Mozambican National Electoral Commission officers get ready to count the ballots at a school following the Mozambican general elections.

Mozambican National Electoral Commission officers get ready to count the ballots at a school following the Mozambican general elections.

AFP/Gianluigi Guercia

MAPUTO - Mozambique counted ballots following its high-stakes election, as tensions spiked over claims of voting irregularities and concerns that results will not be revealed for days.

President Filipe Nyusi's Frelimo party, which has ruled the southern African country since independence from Portugal in 1975, is widely expected to win the polls held on Tuesday.

The vote has been seen as a key test of a peace deal sealed in August between Frelimo and Renamo, a former rebel group turned main opposition party. 

While voting day appeared mostly calm, civil society groups said they found evidence of election rigging, including several attempts to stuff ballots and election observers being kicked out of polling stations.

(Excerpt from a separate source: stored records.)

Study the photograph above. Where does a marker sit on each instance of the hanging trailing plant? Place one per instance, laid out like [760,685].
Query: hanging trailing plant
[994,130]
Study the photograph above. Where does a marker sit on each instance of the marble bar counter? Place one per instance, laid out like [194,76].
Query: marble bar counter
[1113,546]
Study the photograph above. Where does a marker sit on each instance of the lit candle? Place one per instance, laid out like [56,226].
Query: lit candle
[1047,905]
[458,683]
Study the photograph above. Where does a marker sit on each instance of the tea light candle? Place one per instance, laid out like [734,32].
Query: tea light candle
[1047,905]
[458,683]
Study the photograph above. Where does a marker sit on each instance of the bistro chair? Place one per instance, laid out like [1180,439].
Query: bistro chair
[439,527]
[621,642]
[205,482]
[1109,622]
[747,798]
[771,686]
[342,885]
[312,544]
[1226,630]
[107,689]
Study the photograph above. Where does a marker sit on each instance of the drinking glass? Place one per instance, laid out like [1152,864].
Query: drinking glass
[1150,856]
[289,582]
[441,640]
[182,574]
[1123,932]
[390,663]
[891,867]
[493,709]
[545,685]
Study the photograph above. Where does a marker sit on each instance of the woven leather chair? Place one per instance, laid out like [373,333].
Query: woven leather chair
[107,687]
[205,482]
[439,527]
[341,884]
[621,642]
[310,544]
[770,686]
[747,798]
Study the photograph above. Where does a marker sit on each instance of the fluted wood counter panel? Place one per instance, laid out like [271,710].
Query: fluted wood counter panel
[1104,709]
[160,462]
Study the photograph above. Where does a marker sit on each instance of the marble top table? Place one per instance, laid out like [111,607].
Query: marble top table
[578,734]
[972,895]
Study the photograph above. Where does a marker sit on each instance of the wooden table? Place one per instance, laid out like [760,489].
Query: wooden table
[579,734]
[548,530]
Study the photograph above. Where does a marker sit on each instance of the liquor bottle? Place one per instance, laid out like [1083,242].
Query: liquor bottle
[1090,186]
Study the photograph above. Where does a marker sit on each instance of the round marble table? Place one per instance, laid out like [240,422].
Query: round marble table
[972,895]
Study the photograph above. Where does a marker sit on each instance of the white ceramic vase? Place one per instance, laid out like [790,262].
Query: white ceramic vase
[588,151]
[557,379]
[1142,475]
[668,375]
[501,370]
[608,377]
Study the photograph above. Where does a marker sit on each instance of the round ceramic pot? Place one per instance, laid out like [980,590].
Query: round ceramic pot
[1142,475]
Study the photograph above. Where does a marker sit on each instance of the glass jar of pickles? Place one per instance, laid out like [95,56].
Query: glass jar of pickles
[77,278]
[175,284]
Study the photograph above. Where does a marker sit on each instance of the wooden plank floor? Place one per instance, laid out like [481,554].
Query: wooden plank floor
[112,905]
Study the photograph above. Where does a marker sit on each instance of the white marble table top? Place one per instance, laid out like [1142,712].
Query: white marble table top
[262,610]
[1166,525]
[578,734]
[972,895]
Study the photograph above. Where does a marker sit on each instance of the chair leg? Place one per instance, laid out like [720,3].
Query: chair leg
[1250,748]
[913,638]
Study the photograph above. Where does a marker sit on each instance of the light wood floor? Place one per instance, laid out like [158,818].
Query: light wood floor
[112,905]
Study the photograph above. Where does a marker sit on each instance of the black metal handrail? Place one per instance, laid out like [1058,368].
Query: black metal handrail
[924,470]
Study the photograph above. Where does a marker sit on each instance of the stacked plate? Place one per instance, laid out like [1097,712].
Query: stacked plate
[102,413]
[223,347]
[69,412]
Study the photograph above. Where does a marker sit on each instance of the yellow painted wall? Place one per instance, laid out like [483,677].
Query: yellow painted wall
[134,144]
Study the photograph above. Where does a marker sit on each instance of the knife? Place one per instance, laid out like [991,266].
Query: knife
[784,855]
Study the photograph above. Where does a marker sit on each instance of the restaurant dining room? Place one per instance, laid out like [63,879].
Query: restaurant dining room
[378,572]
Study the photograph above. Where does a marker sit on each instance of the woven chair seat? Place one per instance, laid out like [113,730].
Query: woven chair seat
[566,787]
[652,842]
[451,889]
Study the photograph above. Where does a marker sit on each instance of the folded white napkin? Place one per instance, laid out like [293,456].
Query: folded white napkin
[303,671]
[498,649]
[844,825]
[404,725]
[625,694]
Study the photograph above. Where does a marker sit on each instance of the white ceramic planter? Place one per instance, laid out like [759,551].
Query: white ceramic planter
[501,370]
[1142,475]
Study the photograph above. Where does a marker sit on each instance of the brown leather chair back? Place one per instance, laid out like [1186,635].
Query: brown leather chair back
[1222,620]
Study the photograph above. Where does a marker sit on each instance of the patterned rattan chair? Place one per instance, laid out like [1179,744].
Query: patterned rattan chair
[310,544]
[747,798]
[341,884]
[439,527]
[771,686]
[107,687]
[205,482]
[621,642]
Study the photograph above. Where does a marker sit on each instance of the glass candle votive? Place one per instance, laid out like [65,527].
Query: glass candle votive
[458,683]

READ: Mozambique president praises peace after tense poll

The spokesman for election watchdog Sala da Paz, Hermenegildo Mulhovo, said police fired tear gas and warning shots in the central province of Nampula - a Renamo stronghold - after opposition supporters refused to leave polling premises to "protect their vote".

"So far, from the issues that have been reported, we cannot say that the process has been 100 percent free and fair," Mulhovo told AFP.

He said that police had killed a voter in the eastern city of Nampula in circumstances that were still unclear. Government officials were not immediately able to confirm the incident.

READ: Mozambique election to test fragile peace

Mozambique's electoral commission meanwhile indicated it will not publish provisional tallies as it has previously, only committing to releasing the final results within the mandated 15-day period after the vote.

"The more they delay publishing the results, the more you create lack of trust and risks of tensions," Mulhovo said.

"Most of the problems and irregularities happen after the vote, during the counting process."

Renamo's presidential candidate Ossufo Momade issued a warning as he voted on Tuesday. 

"If these results are manipulated we will never accept them, we do not want a return to the problems of the past," he said.